Sticking by their guns

PIERRE, S.D. — Have gun, will travel — even if the economy's shot.

In the heart of South Dakota's pheasant-hunting country, license sales have been strong this fall despite gasoline prices near $3 a gallon and a looming recession. Ditto for hunting license sales in New York, Utah and Colorado. And the leading retailers of outdoor gear say sales of shotguns, ammunition and warm camouflage clothes aren't too bad considering the economy's headwinds.

Hunting's popularity has waned slightly in recent years, and American families are tightening their belts as a recession looms, but businesses catering to hunters say the sport's outlook remains relatively healthy during these hard economic times.

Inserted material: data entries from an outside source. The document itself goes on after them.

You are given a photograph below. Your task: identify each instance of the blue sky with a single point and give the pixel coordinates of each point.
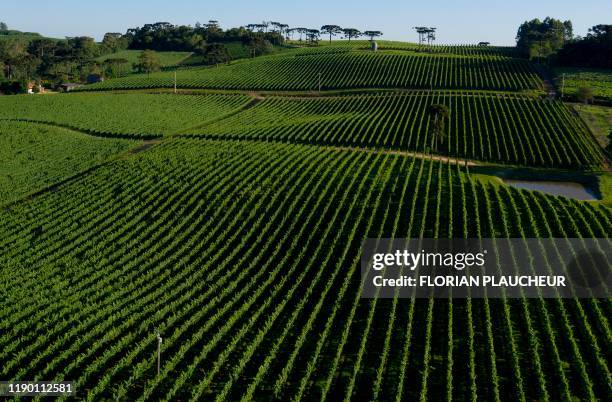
(457, 21)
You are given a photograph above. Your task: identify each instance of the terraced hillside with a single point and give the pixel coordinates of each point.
(236, 234)
(245, 256)
(512, 129)
(121, 115)
(166, 59)
(35, 156)
(341, 69)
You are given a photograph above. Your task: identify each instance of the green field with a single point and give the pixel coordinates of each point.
(599, 81)
(300, 70)
(598, 119)
(121, 115)
(236, 233)
(511, 129)
(166, 59)
(35, 156)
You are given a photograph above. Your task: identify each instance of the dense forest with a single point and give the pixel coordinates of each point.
(27, 57)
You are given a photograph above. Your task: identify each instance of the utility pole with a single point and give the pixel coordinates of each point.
(159, 340)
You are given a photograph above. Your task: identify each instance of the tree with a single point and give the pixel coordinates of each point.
(148, 62)
(216, 53)
(439, 113)
(12, 52)
(585, 94)
(542, 39)
(594, 50)
(301, 31)
(42, 47)
(372, 34)
(114, 42)
(116, 67)
(351, 33)
(258, 46)
(331, 30)
(312, 35)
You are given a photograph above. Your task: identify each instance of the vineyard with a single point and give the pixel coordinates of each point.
(597, 80)
(121, 115)
(229, 219)
(33, 156)
(245, 256)
(510, 128)
(340, 69)
(166, 59)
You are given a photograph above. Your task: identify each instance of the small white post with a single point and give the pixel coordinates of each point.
(159, 340)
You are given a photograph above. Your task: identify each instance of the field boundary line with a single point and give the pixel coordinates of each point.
(85, 131)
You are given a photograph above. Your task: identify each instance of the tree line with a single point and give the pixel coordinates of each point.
(552, 41)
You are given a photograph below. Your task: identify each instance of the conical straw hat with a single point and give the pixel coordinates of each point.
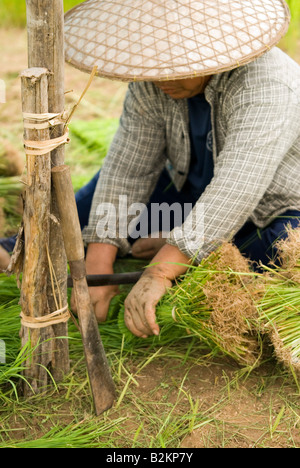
(147, 40)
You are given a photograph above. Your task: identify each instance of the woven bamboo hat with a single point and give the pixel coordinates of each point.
(147, 40)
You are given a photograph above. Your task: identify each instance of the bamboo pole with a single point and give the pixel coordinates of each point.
(45, 29)
(36, 221)
(101, 382)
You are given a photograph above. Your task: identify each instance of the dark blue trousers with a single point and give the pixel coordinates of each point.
(257, 244)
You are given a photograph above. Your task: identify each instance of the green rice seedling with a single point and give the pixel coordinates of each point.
(279, 309)
(213, 302)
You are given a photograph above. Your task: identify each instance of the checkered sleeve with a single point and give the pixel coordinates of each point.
(262, 122)
(130, 171)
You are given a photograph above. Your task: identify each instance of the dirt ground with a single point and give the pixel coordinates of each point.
(241, 412)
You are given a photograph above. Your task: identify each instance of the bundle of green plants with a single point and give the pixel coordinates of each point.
(279, 308)
(90, 141)
(213, 302)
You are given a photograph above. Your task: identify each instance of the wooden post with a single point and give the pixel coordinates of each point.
(101, 382)
(36, 221)
(45, 27)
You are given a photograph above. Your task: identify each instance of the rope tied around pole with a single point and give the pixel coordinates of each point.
(47, 121)
(58, 316)
(39, 148)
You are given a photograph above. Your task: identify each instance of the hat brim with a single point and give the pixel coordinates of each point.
(142, 40)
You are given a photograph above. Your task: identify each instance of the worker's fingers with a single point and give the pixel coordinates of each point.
(147, 247)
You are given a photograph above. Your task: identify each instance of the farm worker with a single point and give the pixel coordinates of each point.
(211, 119)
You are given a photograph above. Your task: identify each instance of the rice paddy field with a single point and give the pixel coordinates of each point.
(175, 391)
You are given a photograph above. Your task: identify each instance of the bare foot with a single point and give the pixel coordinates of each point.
(4, 259)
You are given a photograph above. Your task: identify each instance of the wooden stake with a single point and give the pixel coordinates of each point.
(100, 379)
(36, 221)
(45, 27)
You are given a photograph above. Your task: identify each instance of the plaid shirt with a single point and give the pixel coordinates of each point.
(256, 151)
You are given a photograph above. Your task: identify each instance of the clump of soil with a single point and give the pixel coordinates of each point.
(289, 255)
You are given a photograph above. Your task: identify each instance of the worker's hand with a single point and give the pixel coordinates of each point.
(147, 248)
(141, 303)
(99, 261)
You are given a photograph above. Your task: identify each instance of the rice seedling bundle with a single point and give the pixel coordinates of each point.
(279, 309)
(213, 302)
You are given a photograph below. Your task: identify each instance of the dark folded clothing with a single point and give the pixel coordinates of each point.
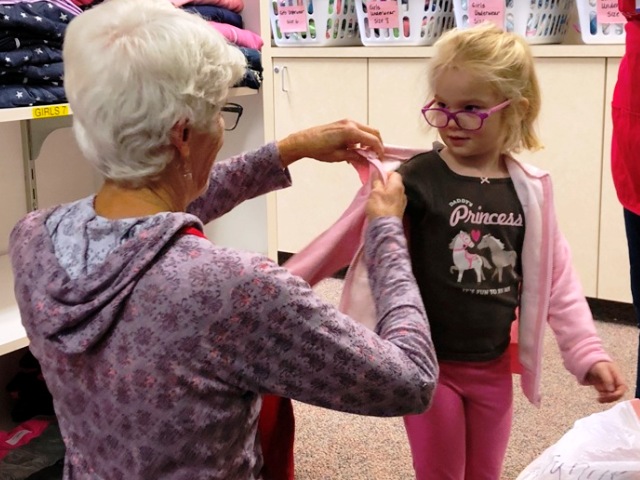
(50, 74)
(13, 40)
(254, 58)
(29, 95)
(43, 19)
(35, 55)
(216, 14)
(251, 79)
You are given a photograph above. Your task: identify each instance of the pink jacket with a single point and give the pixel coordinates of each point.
(551, 289)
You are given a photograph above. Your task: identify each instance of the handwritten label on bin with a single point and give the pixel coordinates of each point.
(50, 111)
(608, 12)
(486, 11)
(383, 14)
(292, 19)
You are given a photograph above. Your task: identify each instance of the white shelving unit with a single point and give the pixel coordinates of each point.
(12, 334)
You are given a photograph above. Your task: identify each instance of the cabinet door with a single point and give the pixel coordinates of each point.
(398, 89)
(613, 277)
(310, 92)
(12, 184)
(570, 127)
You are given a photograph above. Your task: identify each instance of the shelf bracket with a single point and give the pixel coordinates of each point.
(34, 133)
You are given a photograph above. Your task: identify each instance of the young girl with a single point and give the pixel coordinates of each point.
(486, 249)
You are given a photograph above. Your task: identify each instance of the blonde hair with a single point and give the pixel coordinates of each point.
(505, 61)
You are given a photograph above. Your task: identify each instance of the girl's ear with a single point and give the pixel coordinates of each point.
(522, 106)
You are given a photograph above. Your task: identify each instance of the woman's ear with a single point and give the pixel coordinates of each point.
(179, 137)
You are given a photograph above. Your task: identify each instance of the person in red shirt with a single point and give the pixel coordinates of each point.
(625, 149)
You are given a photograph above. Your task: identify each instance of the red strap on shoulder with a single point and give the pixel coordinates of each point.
(193, 231)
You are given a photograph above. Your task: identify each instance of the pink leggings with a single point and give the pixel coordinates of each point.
(464, 435)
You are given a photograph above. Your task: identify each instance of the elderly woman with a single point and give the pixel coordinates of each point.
(156, 344)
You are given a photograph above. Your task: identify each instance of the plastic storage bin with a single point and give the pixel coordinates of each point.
(538, 21)
(319, 23)
(596, 32)
(411, 22)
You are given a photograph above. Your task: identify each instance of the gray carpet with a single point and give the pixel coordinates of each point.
(338, 446)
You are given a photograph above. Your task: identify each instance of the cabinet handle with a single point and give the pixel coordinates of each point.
(277, 70)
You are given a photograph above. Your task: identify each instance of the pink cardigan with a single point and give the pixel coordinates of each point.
(551, 290)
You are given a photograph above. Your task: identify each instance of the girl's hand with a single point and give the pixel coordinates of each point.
(387, 200)
(607, 380)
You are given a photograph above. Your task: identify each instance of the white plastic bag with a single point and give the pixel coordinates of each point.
(602, 446)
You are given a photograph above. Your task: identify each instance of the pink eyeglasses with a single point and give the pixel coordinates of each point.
(466, 120)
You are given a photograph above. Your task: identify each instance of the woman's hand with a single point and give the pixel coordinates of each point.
(607, 380)
(387, 200)
(333, 142)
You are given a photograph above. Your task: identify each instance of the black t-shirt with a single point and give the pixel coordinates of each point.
(465, 239)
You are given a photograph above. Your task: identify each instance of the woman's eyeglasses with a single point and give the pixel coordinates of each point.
(231, 113)
(466, 120)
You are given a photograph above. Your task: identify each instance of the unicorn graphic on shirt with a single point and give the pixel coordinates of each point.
(500, 257)
(464, 260)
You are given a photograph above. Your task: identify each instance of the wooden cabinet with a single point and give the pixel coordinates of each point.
(306, 93)
(397, 91)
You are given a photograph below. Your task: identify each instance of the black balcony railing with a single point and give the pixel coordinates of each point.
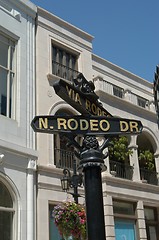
(63, 158)
(63, 71)
(121, 170)
(149, 176)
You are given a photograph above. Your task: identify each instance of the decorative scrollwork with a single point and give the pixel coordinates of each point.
(86, 87)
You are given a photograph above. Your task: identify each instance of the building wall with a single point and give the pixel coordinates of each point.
(17, 140)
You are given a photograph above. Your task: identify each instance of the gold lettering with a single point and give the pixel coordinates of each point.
(43, 123)
(75, 123)
(94, 108)
(124, 126)
(69, 91)
(107, 127)
(77, 99)
(134, 125)
(94, 125)
(88, 105)
(99, 112)
(61, 123)
(84, 124)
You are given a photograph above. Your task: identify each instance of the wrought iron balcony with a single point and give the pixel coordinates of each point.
(149, 176)
(63, 158)
(121, 170)
(63, 71)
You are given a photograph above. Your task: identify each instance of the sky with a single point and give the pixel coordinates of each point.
(125, 32)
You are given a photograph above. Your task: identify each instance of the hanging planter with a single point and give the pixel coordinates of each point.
(70, 219)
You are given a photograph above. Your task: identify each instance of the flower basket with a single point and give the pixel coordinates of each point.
(70, 219)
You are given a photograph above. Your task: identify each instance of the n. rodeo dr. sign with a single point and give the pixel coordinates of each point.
(80, 125)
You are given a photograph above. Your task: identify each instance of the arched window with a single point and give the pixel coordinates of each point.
(63, 154)
(6, 213)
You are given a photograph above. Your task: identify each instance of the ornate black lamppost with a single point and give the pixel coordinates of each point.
(73, 181)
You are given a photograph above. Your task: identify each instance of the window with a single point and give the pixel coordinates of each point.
(64, 155)
(125, 220)
(53, 231)
(151, 223)
(7, 75)
(117, 91)
(142, 102)
(64, 63)
(6, 213)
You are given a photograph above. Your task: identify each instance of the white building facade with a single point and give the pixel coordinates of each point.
(31, 165)
(130, 194)
(17, 109)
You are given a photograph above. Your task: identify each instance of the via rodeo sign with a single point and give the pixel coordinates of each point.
(95, 120)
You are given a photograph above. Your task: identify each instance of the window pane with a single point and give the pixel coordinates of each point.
(152, 232)
(149, 214)
(3, 92)
(123, 208)
(125, 230)
(5, 197)
(12, 58)
(6, 219)
(11, 94)
(3, 54)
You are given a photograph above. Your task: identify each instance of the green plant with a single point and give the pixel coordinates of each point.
(146, 159)
(118, 150)
(70, 219)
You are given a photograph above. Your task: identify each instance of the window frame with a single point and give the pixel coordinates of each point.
(10, 71)
(153, 223)
(13, 209)
(61, 66)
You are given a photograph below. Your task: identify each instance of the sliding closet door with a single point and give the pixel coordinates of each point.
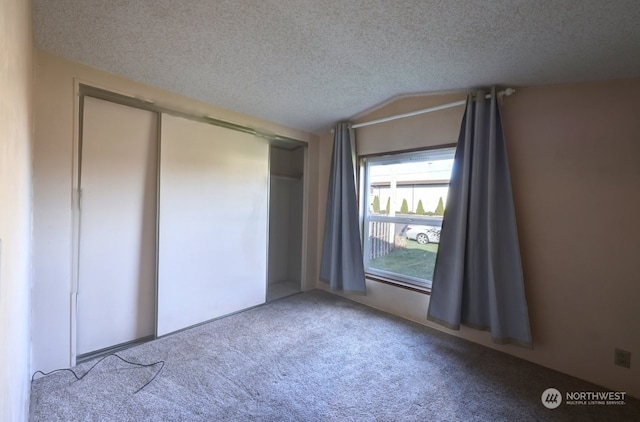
(117, 248)
(213, 222)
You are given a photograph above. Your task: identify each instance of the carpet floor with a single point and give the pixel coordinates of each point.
(314, 357)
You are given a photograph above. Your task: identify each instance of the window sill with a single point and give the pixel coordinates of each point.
(396, 283)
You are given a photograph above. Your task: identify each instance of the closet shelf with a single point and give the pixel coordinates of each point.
(287, 176)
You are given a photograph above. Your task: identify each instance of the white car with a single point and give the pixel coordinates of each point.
(423, 234)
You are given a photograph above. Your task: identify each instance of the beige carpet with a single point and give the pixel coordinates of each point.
(314, 357)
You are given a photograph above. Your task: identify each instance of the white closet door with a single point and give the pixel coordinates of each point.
(117, 250)
(213, 222)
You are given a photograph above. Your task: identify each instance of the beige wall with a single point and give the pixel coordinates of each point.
(56, 123)
(574, 152)
(15, 206)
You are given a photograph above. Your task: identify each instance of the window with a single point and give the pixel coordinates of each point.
(405, 195)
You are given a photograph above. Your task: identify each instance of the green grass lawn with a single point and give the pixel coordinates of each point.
(415, 260)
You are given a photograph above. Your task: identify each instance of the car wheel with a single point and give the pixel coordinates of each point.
(422, 238)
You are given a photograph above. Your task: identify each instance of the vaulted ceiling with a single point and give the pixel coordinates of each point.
(310, 63)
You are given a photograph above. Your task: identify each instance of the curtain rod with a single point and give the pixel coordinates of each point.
(506, 92)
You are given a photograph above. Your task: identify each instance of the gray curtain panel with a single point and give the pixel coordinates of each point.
(342, 265)
(478, 273)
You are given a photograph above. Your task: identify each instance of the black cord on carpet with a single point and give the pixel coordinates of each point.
(96, 364)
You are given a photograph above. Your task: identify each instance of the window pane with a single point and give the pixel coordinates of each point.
(406, 195)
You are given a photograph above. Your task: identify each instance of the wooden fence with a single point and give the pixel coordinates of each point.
(381, 236)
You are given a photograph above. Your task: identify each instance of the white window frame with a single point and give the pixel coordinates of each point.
(366, 218)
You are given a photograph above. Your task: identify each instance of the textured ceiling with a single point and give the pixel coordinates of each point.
(310, 63)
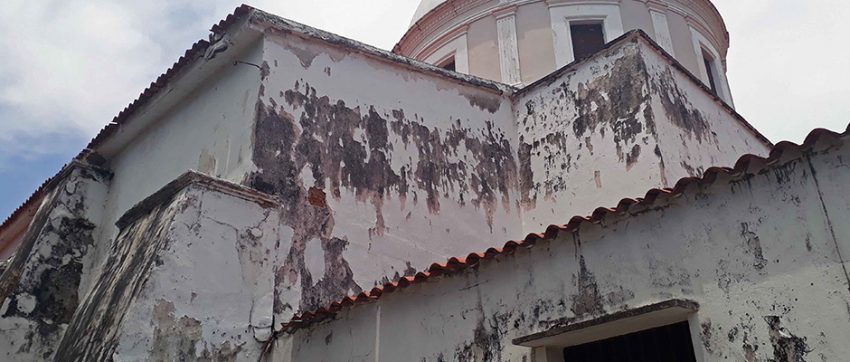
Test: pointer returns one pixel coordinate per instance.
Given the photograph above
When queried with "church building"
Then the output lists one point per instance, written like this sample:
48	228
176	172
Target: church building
517	180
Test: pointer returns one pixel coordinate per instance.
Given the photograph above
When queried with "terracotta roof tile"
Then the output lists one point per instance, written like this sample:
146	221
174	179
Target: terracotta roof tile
745	164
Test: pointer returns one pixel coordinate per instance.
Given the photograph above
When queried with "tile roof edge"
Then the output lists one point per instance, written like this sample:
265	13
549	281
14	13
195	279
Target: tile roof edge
457	264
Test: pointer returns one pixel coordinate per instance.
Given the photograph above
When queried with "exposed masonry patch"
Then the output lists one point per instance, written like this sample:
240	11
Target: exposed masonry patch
349	148
616	103
753	245
181	339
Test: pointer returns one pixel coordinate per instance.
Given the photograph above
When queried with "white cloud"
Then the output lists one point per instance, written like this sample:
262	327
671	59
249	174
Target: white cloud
69	66
788	64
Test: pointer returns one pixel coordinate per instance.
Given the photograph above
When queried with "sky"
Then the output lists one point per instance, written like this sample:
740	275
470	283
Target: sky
68	66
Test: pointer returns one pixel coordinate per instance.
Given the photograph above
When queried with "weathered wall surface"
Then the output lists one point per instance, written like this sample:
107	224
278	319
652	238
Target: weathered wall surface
381	168
759	252
45	282
188	278
209	131
614	126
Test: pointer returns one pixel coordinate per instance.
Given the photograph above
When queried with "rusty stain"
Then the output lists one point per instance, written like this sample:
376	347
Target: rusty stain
317	197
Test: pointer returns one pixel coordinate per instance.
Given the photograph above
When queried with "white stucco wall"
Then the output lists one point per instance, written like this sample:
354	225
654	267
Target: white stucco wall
758	252
617	125
668	22
410	167
209	131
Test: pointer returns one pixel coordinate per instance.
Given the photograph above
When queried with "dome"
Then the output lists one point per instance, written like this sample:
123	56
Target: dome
518	42
424	7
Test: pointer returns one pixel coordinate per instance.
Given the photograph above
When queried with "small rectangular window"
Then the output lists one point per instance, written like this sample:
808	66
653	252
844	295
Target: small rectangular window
588	38
448	64
710	70
670	343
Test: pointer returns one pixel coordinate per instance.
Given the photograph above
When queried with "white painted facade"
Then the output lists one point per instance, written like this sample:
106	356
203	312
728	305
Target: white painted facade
758	279
324	167
697	25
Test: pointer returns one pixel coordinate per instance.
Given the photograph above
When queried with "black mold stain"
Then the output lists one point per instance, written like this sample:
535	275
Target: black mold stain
588	301
786	346
349	148
526	176
617	102
679	110
47	291
706	335
91	333
485	103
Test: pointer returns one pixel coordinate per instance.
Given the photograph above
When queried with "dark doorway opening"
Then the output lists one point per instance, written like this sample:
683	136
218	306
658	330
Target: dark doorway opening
664	344
588	38
449	64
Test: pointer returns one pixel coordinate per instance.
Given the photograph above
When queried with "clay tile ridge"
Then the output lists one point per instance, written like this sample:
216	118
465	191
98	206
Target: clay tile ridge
745	164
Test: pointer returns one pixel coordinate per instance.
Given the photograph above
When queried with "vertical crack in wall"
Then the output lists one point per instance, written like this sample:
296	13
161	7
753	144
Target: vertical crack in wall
828	219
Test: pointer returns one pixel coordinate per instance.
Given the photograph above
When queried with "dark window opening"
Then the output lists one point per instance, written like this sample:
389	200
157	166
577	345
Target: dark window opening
448	64
708	61
664	344
588	38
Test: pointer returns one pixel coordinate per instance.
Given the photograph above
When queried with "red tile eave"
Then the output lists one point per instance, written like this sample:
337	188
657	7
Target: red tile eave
745	164
196	51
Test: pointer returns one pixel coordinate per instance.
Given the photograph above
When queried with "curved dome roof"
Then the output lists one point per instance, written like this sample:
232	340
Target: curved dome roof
424	7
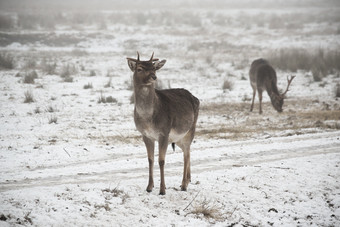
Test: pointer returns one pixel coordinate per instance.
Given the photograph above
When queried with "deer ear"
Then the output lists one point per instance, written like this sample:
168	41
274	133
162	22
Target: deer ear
159	64
132	65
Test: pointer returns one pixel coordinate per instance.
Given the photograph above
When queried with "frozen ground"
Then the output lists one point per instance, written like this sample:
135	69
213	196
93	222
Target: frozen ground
90	167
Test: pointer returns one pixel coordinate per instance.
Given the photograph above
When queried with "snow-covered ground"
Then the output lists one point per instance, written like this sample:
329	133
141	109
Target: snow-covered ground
90	167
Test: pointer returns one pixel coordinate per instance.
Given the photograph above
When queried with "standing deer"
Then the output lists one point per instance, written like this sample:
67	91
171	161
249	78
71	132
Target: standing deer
166	116
263	77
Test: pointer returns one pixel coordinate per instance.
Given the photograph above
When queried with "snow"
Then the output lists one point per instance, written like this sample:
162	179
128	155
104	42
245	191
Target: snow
90	168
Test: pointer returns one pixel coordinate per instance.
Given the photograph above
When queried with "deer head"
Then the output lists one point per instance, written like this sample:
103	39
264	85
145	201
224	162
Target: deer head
145	71
289	82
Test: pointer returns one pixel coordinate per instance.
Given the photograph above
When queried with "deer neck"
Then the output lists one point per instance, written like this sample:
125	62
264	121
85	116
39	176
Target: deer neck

"Hunters may not get the latest product, but they're still getting the things they need and getting out there. Our sales are holding up good," said Larry Whiteley of Bass Pro Shops, a privately held company that is one of the country's biggest suppliers of outdoor gear. "It's a family tradition. You know, deer camp and all that stuff."

However, some publicly traded companies that sell guns and other hunting equipment, such as Cabela's Inc. and Smith & Wesson Holding Corp., are showing signs of weakness.

To the extent that certain regions of the United States are noticing a dropoff in hunting and fishing activity — Pennsylvania, Texas and Missouri, to name a few — industry and government officials point to other root causes, such as urban sprawl and poor weather.

Some industry officials say financial struggles might even act as a counterweight to these other forces, because the search for wild game in fields and forests can be soothing for the soul.

"Hunting is part of what you are. It's a relief from all the stresses of society," said Brent Lawrence, a spokesman for the National Wild Turkey Federation.

But just like leisure travelers in general, hunters are expected to stay closer to home and keep their spending in check when it comes to frills they might have splurged on in the past.

The wily Chinese ring-necked pheasant of South Dakota lures about 200,000 hunters every year. Many people fly or drive hundreds of miles to chase them through expansive fields of mostly harvested corn, soybeans and sunflowers, overgrown weed patches, and tall-grass prairie stretching to the horizon.

O'Jay Vanegas, 59, of Scottsdale, Ariz., visited South Dakota last week to hunt pheasants, just as he's done for the past 12 years.

But Vanegas, an auto salesman who expects to earn about $30,000 less this year, skipped the season's opening day because the round-trip airfare from Phoenix had more than tripled from previous years. He predicts other hunters will cut back in similar ways.

"When money gets tight, something has to go," he said. "Hunting is a luxury."

Lawrence says most of those who typically hunt close to home have not been deterred by the weak economy. However, he says some who have been willing to shell out big bucks for hunts might stay home this fall.